In molecular biology, nucleotides are the basic building blocks of DNA. Each nucleotide consists of a nitrogenous base, a sugar molecule, and a phosphate group. The four types of nitrogenous bases found in DNA are adenine (A), cytosine (C), guanine (G), and thymine (T).

In our DNA toolkit, we define a `Nucleotides` list representing these four bases:

In [None]:
#DNA toolkit day 1
Nucleotides = ["A", "C", "G", "T"]


>Executing color codes to nucleotide bases

Let's add color codes to the sequences

In [None]:
# Adding color codes to sequences
def colored(seq):
    basecolors = {
        'A': '\033[92m',  # green
        'C': '\033[94m',  # blue
        'G': '\033[93m',  # yellow
        'T': '\033[91m',  # red
        'U': '\033[91m',  # red for RNA
        'reset': '\033[0m' # reset to default color
    }
    colored_seq = ""
    for nuc in seq:
        if nuc in basecolors:
            colored_seq += basecolors[nuc] + nuc
        else:
            colored_seq += basecolors['reset'] + nuc
    return colored_seq
dna_string = "CGGGGTGACCCTTGTAGCGGACCCCGACGCGGCGGCAACCCCCCGCTTCTGCCTCTGGGGGAGGAAAGCGTCGGC"
print(colored(dna_string))

> **DNA seq Validation**

We've implemented a function called `validatesequence` to validate the integrity of DNA sequences. The function takes a DNA sequence as input and ensures that it contains only valid nucleotides (A, C, G, T). The validation is case-insensitive, as the sequence is converted to uppercase before processing.

### Function: `validatesequence(dna_seq: str) -> bool`

This function returns `tmpseq (the desired dna sequence)' if the input DNA sequence is valid and contains only nucleotides from the predefined `Nucleotides` list. Otherwise, it returns `False`.

#### Parameters:
- `dna_seq` (str): The input DNA sequence to be validated.


In [None]:
def validatesequence(dna_seq):
    tmpseq = dna_seq.upper()
    for nuc_base in tmpseq:
        if nuc_base not in Nucleotides:
            return False
        return tmpseq


> **Testing**

The validatesequence function is applied to the DNA sequence "ATTGGCCTA". Let's break down the process:

The DNA sequence is converted to uppercase ("attggccta" → "ATTGGCCTA").
The function iterates through each nucleotide in the sequence.
If any character is not found in the predefined Nucleotides list (["A", "C", "G", "T"]), the function returns False.
If the iteration completes without finding invalid nucleotides, the function returns True, indicating that the sequence is valid.
In this specific example, the output is True, indicating that "ATTGGCCTA" is a valid DNA sequence.

In [None]:

## Validating a New DNA Sequence
newDNA_string = "ATTGGCCTA"
print(colored(validatesequence(newDNA_string)))

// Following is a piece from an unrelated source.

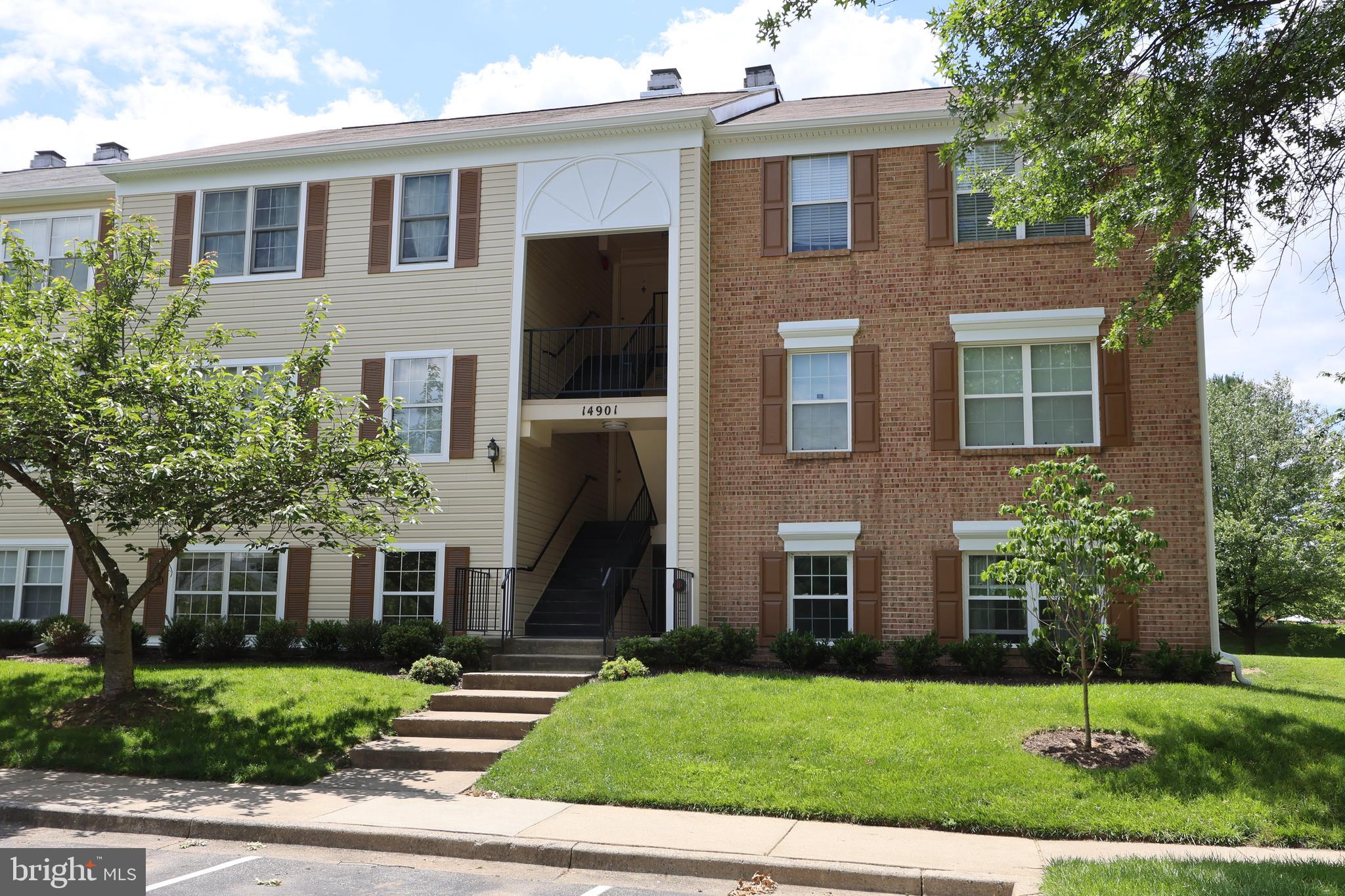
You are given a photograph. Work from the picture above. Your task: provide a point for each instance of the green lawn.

The validatesequence function, as defined in the previous code snippets, converts the input sequence to uppercase and checks if each character is present in the Nucleotides list (["A", "C", "G", "T"]). If any character is not found in this list, the function returns False.

In [None]:
## testing with a different sequence
testDNA_string = "MLBRDQ"
print(validatesequence(testDNA_string))

We use the **random module** to generate a random DNA sequence of length 16. The **random.choice(Nucleotides)** expression is used to randomly select a nucleotide from the predefined Nucleotides list (**["A", "C", "G", "T"]**), and this process is repeated 16 times to form the random sequence.


In [None]:
import random
random_dna_string = ''.join([random.choice(Nucleotides)
                            for nuc in range(16)])
print(colored(validatesequence(random_dna_string)))


In [None]:
import random
random_dna_string = ''.join([random.choice(Nucleotides)
                            for nuc in range(16)])
print(colored(validatesequence(random_dna_string)))

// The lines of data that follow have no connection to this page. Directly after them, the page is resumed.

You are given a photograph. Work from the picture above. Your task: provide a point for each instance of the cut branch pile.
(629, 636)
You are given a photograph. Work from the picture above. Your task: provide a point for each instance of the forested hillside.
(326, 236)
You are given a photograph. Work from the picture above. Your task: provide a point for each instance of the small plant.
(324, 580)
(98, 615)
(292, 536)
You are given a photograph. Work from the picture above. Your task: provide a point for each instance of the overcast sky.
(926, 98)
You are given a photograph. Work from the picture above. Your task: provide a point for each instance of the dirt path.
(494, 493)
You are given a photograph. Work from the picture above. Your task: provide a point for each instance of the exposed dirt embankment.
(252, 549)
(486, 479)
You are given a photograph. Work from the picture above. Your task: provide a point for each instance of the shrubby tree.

> **DNA sequence Counting**

The **countfrequencyNuc** function initializes a dictionary **tempdictionary_Freq** to store the count of each nucleotide.
It iterates through each nucleotide in the given DNA sequence (seq) and increments the corresponding count in the dictionary.

In [None]:
import random

def countfrequencyNuc(seq):
    tempdictionary_Freq = {"A": 0, "C": 0, "G": 0, "T": 0}
    for Nuc in seq:
        tempdictionary_Freq[Nuc] += 1
    return tempdictionary_Freq

# Generating a random DNA string for testing
random_dna_string = ''.join(random.choice("ACGT") for _ in range(26))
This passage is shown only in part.